Got my wixey on Saturday (way fast delivery!) but couldn't get to it until last night. Installed it on my lift. That was a tedious process because I had to drill holes in the lift. The instructions are for "adults" - ie you have to use your brain. Fortunately, I have one so it all worked out. Tested it and found it was way off. Fussed with getting the scale perpendicular to the router plate and finally got it to within 2/1000 of an inch agreement with the other wixey height gauge (the one that's a "piece of crap") so I declared victory. Spent today getting it into the router table. I have a dinner date with my wife so tomorrow I hope to make some sawdust with it. First project is a set tounged rabbet drawers.


----------



## Al B Thayer (Jun 2, 2014)

Ooo instructions for adults? I'm out.


----------



## PhilBa (Sep 25, 2014)

So, I've had 2 days using the router table with the wixey gauge and I am very happy with it.
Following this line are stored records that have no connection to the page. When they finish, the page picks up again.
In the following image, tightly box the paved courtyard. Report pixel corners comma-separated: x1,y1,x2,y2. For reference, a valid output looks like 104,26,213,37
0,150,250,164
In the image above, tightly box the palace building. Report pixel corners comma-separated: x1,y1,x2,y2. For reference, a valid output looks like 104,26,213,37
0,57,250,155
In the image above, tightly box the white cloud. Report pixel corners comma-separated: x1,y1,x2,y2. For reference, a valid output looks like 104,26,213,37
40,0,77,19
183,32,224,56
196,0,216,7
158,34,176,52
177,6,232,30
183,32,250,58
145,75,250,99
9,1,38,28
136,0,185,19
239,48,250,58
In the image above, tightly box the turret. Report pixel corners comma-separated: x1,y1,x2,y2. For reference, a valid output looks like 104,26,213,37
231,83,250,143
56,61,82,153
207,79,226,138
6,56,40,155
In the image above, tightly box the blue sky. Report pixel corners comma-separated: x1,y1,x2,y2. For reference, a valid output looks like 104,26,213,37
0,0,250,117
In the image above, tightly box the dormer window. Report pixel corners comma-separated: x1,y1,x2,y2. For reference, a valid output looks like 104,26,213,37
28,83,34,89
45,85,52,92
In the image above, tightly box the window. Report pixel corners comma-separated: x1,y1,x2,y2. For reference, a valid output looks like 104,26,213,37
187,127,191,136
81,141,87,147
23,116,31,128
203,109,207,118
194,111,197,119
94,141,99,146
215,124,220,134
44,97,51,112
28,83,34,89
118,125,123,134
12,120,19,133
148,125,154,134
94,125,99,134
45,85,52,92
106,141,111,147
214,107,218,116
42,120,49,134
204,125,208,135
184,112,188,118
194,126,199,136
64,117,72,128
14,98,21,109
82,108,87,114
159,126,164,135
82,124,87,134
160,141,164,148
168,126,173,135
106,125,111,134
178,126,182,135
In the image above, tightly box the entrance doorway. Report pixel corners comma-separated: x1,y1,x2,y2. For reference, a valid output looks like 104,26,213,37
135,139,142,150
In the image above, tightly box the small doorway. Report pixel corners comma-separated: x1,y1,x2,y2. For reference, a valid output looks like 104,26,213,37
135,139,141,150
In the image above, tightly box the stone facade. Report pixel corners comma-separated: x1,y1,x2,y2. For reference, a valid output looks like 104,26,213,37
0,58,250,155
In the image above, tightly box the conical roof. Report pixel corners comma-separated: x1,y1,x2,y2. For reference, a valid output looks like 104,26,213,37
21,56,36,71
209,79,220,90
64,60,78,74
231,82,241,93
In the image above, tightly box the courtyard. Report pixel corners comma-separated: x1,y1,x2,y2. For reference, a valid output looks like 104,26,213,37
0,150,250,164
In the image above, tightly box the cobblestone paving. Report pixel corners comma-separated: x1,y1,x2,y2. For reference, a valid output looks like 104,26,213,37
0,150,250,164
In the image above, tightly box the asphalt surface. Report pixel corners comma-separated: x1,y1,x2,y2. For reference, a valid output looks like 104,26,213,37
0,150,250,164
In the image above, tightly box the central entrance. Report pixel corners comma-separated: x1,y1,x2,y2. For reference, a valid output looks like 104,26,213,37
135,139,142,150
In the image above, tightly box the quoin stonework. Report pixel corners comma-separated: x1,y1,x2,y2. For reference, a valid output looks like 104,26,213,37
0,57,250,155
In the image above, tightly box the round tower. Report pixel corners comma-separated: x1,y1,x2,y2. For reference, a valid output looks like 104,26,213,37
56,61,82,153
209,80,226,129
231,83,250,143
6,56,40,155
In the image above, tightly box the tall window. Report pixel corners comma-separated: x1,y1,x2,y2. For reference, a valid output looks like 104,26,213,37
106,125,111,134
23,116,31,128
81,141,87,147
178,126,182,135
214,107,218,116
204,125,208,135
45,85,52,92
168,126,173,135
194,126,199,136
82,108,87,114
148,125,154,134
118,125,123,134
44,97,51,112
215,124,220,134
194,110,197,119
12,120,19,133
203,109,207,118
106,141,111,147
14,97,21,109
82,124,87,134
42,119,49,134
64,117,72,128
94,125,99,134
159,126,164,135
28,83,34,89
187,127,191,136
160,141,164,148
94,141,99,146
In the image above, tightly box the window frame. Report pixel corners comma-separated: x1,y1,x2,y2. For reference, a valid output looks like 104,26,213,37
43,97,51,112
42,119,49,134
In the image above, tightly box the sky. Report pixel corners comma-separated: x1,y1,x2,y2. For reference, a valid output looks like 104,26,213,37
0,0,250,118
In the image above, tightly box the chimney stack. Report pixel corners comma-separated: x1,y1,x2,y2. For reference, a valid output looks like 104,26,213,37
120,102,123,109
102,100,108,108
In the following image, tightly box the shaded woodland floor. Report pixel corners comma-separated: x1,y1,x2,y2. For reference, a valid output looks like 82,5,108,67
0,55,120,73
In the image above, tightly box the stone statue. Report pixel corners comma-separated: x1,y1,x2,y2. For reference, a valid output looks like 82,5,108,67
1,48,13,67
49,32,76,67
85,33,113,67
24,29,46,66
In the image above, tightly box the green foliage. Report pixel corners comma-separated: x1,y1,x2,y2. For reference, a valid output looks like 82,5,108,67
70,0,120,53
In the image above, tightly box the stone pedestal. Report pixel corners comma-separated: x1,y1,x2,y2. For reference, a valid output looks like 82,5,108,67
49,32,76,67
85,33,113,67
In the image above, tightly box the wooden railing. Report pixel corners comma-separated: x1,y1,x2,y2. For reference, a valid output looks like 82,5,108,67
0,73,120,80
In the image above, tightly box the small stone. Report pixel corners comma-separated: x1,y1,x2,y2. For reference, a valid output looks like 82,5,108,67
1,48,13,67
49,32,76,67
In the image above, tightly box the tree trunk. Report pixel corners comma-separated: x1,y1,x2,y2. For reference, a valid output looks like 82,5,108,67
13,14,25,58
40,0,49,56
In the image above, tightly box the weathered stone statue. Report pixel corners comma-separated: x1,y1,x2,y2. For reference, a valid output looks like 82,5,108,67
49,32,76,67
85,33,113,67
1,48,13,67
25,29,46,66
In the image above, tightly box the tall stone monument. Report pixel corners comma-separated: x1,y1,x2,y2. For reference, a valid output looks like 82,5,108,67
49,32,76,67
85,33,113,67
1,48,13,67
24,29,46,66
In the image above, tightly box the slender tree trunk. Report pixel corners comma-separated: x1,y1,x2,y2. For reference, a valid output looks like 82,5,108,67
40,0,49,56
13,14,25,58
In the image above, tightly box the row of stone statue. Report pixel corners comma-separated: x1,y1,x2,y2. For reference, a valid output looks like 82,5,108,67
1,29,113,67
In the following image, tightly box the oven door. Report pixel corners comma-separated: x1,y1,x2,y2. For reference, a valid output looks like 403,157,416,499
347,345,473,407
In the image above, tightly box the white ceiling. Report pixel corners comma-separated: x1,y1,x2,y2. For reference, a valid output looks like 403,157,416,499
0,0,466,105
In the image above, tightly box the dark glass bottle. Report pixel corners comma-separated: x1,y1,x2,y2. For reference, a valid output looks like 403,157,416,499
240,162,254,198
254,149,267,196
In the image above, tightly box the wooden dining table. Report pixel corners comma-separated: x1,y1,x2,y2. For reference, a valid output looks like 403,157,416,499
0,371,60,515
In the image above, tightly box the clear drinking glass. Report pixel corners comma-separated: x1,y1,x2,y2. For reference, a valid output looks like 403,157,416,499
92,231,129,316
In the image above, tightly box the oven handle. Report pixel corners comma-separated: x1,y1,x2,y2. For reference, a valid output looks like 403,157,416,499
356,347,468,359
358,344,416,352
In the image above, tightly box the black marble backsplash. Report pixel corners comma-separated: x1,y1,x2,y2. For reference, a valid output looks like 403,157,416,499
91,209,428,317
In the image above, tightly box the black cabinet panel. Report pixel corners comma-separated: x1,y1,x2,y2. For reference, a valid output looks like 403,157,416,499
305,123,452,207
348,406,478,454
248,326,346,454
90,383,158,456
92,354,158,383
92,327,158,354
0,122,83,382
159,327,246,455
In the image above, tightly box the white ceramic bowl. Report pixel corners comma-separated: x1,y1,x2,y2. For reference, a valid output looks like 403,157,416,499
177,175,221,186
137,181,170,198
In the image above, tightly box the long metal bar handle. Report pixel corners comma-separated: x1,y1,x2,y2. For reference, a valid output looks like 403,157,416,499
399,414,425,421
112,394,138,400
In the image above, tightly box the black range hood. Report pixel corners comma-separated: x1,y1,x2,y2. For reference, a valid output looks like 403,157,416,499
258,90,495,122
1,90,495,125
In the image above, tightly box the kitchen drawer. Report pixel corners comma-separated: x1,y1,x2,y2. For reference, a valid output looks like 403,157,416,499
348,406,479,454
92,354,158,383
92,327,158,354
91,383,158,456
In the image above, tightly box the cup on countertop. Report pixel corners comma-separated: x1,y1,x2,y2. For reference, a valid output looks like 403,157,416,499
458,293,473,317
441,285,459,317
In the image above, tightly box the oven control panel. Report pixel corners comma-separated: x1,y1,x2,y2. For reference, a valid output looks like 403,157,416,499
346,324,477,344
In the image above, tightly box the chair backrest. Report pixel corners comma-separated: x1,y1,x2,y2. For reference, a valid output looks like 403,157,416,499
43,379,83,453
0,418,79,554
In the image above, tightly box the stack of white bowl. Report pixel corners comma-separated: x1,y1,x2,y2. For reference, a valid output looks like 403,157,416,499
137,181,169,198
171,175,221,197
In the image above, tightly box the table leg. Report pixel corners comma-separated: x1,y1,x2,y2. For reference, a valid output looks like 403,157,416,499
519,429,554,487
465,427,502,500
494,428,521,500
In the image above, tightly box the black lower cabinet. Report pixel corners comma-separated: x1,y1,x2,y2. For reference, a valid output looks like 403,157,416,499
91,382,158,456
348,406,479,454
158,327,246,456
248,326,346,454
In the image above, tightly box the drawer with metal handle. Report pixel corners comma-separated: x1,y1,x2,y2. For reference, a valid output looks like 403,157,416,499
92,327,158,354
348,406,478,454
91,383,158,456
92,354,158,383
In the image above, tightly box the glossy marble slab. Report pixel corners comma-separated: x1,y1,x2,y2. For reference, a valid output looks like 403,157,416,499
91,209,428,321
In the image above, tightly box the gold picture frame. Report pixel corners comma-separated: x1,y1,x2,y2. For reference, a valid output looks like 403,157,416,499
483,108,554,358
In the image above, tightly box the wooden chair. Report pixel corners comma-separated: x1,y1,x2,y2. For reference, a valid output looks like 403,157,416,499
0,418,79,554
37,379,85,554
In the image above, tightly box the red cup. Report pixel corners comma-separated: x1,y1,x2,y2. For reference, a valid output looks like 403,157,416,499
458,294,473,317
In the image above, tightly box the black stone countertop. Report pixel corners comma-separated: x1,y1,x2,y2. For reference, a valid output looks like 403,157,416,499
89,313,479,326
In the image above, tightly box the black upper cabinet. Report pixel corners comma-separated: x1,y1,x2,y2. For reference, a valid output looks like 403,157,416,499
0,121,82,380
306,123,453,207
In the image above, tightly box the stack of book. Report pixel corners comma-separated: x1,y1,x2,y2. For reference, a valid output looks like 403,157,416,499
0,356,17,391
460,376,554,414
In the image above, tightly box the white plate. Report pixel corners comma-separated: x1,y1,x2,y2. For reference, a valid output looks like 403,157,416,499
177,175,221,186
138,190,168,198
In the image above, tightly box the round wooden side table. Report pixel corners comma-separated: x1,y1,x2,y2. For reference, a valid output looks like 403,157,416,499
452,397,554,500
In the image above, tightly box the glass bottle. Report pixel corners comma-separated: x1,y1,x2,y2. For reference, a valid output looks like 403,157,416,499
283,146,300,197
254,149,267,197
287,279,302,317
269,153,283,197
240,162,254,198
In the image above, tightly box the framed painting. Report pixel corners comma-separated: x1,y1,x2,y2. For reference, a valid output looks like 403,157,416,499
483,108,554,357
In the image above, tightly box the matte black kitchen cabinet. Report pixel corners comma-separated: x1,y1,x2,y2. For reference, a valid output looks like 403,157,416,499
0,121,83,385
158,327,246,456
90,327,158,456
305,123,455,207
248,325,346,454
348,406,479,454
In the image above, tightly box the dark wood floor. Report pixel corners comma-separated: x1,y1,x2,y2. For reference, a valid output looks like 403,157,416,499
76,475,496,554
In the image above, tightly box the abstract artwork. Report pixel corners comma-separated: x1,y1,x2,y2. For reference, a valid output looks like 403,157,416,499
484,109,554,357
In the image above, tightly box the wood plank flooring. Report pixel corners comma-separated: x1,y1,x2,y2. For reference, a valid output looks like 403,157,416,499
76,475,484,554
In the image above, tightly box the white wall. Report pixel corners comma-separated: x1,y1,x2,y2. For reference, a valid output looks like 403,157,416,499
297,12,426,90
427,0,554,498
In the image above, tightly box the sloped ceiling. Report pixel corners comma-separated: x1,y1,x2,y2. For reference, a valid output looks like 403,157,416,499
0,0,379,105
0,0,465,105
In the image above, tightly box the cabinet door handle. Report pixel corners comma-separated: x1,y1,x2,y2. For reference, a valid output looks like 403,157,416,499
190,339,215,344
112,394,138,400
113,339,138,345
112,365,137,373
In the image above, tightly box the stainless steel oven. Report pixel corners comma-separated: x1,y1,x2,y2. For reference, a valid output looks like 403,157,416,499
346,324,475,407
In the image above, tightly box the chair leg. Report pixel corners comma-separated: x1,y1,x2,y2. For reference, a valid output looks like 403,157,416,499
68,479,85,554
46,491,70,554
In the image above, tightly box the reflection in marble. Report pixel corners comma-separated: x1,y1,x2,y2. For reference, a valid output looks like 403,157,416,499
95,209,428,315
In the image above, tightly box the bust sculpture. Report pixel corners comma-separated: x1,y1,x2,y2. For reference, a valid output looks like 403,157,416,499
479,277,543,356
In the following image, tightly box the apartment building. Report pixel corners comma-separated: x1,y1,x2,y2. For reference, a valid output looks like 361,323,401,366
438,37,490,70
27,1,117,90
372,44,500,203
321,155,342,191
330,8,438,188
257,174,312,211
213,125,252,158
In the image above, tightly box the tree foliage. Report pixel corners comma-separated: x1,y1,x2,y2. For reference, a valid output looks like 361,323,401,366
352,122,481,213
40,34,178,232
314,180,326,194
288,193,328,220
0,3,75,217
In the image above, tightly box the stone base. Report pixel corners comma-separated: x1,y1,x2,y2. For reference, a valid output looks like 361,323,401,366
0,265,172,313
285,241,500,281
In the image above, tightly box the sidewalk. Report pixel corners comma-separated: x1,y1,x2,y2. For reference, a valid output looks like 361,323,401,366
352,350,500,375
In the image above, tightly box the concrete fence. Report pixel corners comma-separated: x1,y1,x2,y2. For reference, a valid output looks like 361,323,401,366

I built 5 drawers for the router table using a lock rabbet (don't know why I called it a tongued rabbet, brain f*rt no doubt). The wixey made it super easy to set the bit height so I got perfect joints. No trial and error needed - I dialed it in with the first try. I used a variant of the quarter, quarter, quarter approach. I'll post on this separately.


----------



## timbertailor (Oct 4, 2009)

TwoSkies57 said:


> Phil..
> 
> I have a type 1 installed on a PRL V2 and a Milwaukee 3 1/2hp router. I've had it going
> on 5 years give or take. .............................................................
> Would I do it again? probably not. I've gotten so used to the micro-adjustment wheel on the PRL that I seldom have a need for the Wixey.


I heard that ALL the way down here in Houston.

Thanks for being honest.


----------



## Al B Thayer (Jun 2, 2014)

Nicknurse said:


> Well, I tried for a week to find a Router Depth Gauge, the Trend model. I actually drove 45 minutes to the other side of Franklin County to pick one up. Rockler said they'd have it. Got there an the salesman looked at me like I was an idiot. He told me "that piece of crap? I'm not selling it." He did have a $25.00 digital one, but I didn't buy it. I found the plan to build my own of wood from; Woodworking with the Router; by; Bill Hyliton and Fred Matlack.


I tend to think the one your building is going to limit where you can use it. Too wide and sets on two legs in two different places other than where the measurement is needed. 

Might want to look into one like this. I use it everywhere.

Al


----------



## Al B Thayer (Jun 2, 2014)

*Me Too*

Due to reading this thread I decided to buy a Wixey for one of my router lifts. I was going to buy a knock off but decided to go with the unit that uses AA batteries. 

After looking at how the unit attaches. I was a little surprised the mounts are somewhat less than high tech. Haven't mounted it yet but may post here when I do.

Thanks for the thread

Al


----------



## PhilBa (Sep 25, 2014)

Yeah, I hear you about the mount. Basically just an L bracket which I had to gently persuade to exactly 90 degrees with a precision tool:








and getting the scale to be exactly perpendicular to the router plate took a bit of fussing but in the end it seems to be pretty accurate.

I do like the magnet attachment though. That makes it so you have some flexibility in location of L bracket.

I would have gladly paid more for a mount that you could adjust with a screw.


----------



## Cetacea (Mar 19, 2018)

I know this thread is 3 years old. I just got a Jessem Mast-R-Lift II and was considering the Wixey router gauge. Does anyone have any pictures of how they installed it on this lift? Where did you mount the digital readout?


----------